Over the past few years, we’ve seen the thermal design power (TDP) of all types of chips steadily increase as chip makers struggle to keep Moore’s Law alive.
It (probably) won’t kill latency and could save you a buck
Over the course of five years, we’ve seen chipmakers push processors from 150-200W to as much as 400W in the case of AMD’s 4th generation Epic. And during that same period, we’ve seen a rapid rise in accelerated computing architectures that use GPUs and other AI accelerators. Following this trend, it’s not hard to imagine power consumption per socket in excess of 1kW in the next year or two, especially as AMD, Intel and Nvidia work to finalize their Accelerated Processing Unit (APU) architecture and merge the GPU data center with the CPU. The idea of 1KW may seem shocking and will almost certainly require direct liquid cooling or perhaps even immersion cooling.

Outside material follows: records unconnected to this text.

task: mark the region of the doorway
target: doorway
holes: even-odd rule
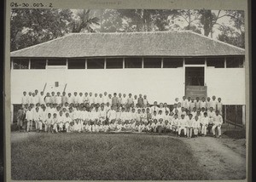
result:
[[[186,86],[204,86],[205,68],[204,67],[185,67]]]

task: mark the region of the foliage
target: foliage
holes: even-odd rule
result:
[[[13,9],[10,22],[11,51],[61,37],[70,31],[69,9]]]
[[[191,149],[177,139],[132,134],[28,134],[33,136],[11,145],[13,179],[208,179]]]

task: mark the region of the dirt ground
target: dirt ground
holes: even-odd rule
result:
[[[13,132],[12,142],[32,137],[37,133]],[[157,136],[157,135],[156,135]],[[160,137],[172,137],[161,135]],[[175,137],[177,139],[177,137]],[[209,173],[210,179],[244,179],[246,178],[246,139],[234,139],[223,135],[212,137],[178,138],[194,151],[195,157]]]
[[[246,179],[246,139],[180,138],[194,151],[212,180]]]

However, higher TDPs are not inherently bad if the performance per watt is higher and scales linearly. But just because a CPU can burn 400W under load, doesn’t mean it should. While Intel and AMD have increased the TDP of their fourth-generation parts, they’ve also introduced a number of power management improvements that make it easier for users to prioritize pure performance or optimize for efficiency. In short, the Epic 4 can either be tuned to prioritize consistent performance stability or tuned to ensure consistent power consumption by modulating clock speed as more or fewer cores are loaded. Intel, meanwhile, introduced “Optimized Power Mode” to its Sapphire Rapids Xeon Scalable processors, which the company claims can reduce power consumption per socket by as much as 20 percent, in exchange for a performance gain of roughly 5 percent.
According to Intel contributor Mohan Kumar, the power management feature is particularly effective in scenarios where CPUs are only running at 30-40 percent utilization. With Optimized Power Mode enabled, he says customers can expect a 140W reduction in power consumption on a dual socket system.
Dogma
Of course, power management at the CPU level does not perform very well.

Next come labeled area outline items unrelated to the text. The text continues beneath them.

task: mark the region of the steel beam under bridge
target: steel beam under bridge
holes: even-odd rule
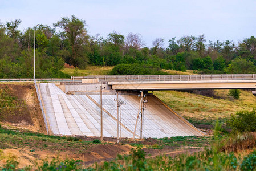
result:
[[[175,90],[256,88],[256,80],[109,82],[116,90]]]

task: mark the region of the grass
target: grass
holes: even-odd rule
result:
[[[109,72],[114,68],[114,66],[88,66],[86,69],[76,69],[65,68],[62,70],[65,74],[71,76],[83,76],[87,75],[108,75]],[[162,71],[166,72],[169,74],[177,75],[190,75],[196,74],[194,71],[187,70],[186,72],[178,71],[172,70],[162,70]]]
[[[62,70],[65,74],[67,74],[71,76],[83,76],[87,75],[108,75],[114,67],[109,66],[88,66],[86,69],[81,70],[78,69],[77,71],[75,71],[76,69],[67,68],[65,68]]]
[[[216,118],[225,122],[231,114],[256,108],[250,91],[241,91],[239,100],[231,101],[228,90],[214,90],[221,99],[174,91],[154,91],[153,94],[193,124],[214,124]]]

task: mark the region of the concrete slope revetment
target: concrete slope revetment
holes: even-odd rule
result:
[[[50,132],[56,135],[100,136],[100,96],[67,95],[54,83],[40,83]],[[125,104],[119,107],[121,137],[131,138],[140,103],[137,95],[121,95]],[[116,137],[116,95],[103,95],[103,136]],[[147,96],[143,137],[162,138],[202,136],[201,132],[153,95]],[[140,135],[139,120],[135,137]]]

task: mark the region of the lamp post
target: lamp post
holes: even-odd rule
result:
[[[35,27],[35,30],[34,31],[34,78],[35,79],[35,29],[39,24],[36,25]]]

“IT operators are risk averse. The general reaction to energy management is – because of the small energy and cost savings, the risk in terms of our service level agreements with our customers is too high. And so, there’s a reluctance to move into using power management,” said Uptime Institute analyst Jay Dietrich. “There is usually an urban legend associated with these beliefs involving an SLA disaster three technological generations in the past”.

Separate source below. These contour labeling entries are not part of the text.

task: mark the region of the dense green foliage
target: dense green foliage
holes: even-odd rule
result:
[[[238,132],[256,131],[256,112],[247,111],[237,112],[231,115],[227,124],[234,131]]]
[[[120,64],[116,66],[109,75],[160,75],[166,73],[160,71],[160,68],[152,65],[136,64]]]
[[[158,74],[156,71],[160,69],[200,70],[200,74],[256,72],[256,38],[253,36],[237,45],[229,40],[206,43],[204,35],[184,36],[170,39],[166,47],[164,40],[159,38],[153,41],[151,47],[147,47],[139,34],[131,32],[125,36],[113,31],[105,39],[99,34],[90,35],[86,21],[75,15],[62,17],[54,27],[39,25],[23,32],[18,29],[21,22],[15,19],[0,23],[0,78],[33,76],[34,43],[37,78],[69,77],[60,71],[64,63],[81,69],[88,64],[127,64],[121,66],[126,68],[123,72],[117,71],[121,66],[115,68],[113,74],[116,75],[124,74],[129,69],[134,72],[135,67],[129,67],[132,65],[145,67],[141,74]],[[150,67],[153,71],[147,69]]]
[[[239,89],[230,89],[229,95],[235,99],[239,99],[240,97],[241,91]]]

While the ability to pack two or three racks of legacy systems into a single cabinet full of Epics or Xeons—a logic not unique to AMD—is quite attractive, most data centers simply aren’t equipped to power or cool the resulting equipment.
As CPUs and GPUs become more and more power-hungry, the number of systems you can fit into a typical six-kilowatt rack plummets.
Factoring in RAM, storage, networking, and cooling, it’s not hard to imagine a 2U, two-socket Epic 4 platform consuming much more than a kilowatt. That means it will only take five or six nodes—six to 12 rack units—before you blow your rack power budget. Even assuming that all of those systems won’t be fully loaded at the same time—they probably won’t—and if you overprovision the rack, you’ll still run out of power before the rack is half full. And that’s just looking at general computing nodes. GPU nodes are even more power hungry.
Of course, data center operators are not blind to this reality, and many are taking steps to upgrade their new and existing infrastructure to support hotter, higher-power systems. But it will take time for data center operators to adapt and perhaps even encourage the adoption of these power management features to reduce operating costs.
Source: Theregister
Source: PC Press by pcpress.rs.
*The article has been translated based on the content of PC Press by pcpress.rs. If there is any problem regarding the content, copyright, please leave a report below the article. We will try to process as quickly as possible to protect the rights of the author. Thank you very much!
*We just want readers to access information more quickly and easily with other multilingual content, instead of information only available in a certain language.
*We always respect the copyright of the content of the author and always include the original link of the source article.If the author disagrees, just leave the report below the article, the article will be edited or deleted at the request of the author. Thanks very much! Best regards!